L’histoire : le roman compte pas moins de 800 personnages, des bandits unis par une amitié virile, en révolte contre la corruption du gouvernement et des hauts fonctionnaires de la cour de l’empereur (ce qui peut donner lieu à toutes les interprétations contemporaines).

La saga multiplie les scènes de castagne, les bourses remplies au fil des rapines, les amitiés et les banquets nécessitant force abattages de moutons gras.
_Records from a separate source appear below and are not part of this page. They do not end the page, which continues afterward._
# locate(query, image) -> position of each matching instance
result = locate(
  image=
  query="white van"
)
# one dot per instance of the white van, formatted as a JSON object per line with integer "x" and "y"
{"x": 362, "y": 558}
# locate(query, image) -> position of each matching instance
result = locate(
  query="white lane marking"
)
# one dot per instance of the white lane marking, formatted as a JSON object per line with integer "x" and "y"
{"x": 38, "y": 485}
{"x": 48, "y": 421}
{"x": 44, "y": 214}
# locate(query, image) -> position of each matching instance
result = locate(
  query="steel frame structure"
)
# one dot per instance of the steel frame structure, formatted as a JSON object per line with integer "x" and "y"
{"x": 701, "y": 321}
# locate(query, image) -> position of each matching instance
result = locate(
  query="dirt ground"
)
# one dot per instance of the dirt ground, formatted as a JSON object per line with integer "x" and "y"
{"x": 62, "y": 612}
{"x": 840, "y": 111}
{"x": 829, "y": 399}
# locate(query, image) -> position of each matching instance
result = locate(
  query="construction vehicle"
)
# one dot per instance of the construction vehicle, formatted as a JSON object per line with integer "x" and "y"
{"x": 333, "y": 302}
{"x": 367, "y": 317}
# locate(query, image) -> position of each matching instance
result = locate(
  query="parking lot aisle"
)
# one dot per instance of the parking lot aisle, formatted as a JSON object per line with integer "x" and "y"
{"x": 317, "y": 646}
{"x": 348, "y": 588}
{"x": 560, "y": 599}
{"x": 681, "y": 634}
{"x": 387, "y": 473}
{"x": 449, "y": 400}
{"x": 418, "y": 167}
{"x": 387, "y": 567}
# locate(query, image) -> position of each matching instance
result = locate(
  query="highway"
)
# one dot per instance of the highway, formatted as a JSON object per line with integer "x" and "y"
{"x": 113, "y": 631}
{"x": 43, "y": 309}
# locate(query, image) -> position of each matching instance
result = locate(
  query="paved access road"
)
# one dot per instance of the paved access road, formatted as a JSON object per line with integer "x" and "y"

De nombreux passages ont été censurés selon les époques, impériale ou maoïste, pour des raisons de bonnes mœurs ou politiques.

Ceux qu’on aurait pu choisir : la principale concurrence vient évidemment des trois autres classiques chinois, dont les personnages et les intrigues sont connus de tous :

Plus récemment, un livre qui a pu, pendant une époque, incarner l’âme du pays, est « La Véritable Histoire de Ah Q », de l’écrivain Lu Xun, publié en 1921, satire cruelle de la faiblesse des Chinois et une critique sévère de la révolution inachevée de 1911 qui mit à bas le système impérial sans parvenir à créer la République moderniste à laquelle aspiraient les lettrés comme Lu Xun. Aucun roman contemporain ne peut aujourd’hui prétendre à un tel statut. PH

Norvège : « Les Trois Voleurs de Cardamome », Thorbjørn Egner


« Les Trois Voleurs de Cardamome » de Thorbjørn Egner

Notre choix : le livre le plus connu et le plus représentatif de l’âme norvégienne a été écrit par Thorbjørn Egner, et s’appelle « Les Trois Voleurs de Cardamome », sorti en 1955.

L’histoire : ça se passe dans une petite ville où tout le monde se connaît, et même ceux qui commettent des actes répréhensibles sont en réalité des gens bons. Cette naïveté norvégienne est parfaitement illustrée par la loi du livre, me raconte un prêtre. Celle-ci dit : « Tu n’embêteras point les
autres. Tu seras gentil et attentionné. » Cette « loi de Cardamome » est tellement connue que c’est devenu une expression courante.

Le livre s’est décliné en film, innombrables chansons, lectures à la radio, et en un parc d’attractions. Tous les Norvégiens en ont un exemplaire à la maison, et les enfants finissent toujours par aller en voir une représentation au théâtre.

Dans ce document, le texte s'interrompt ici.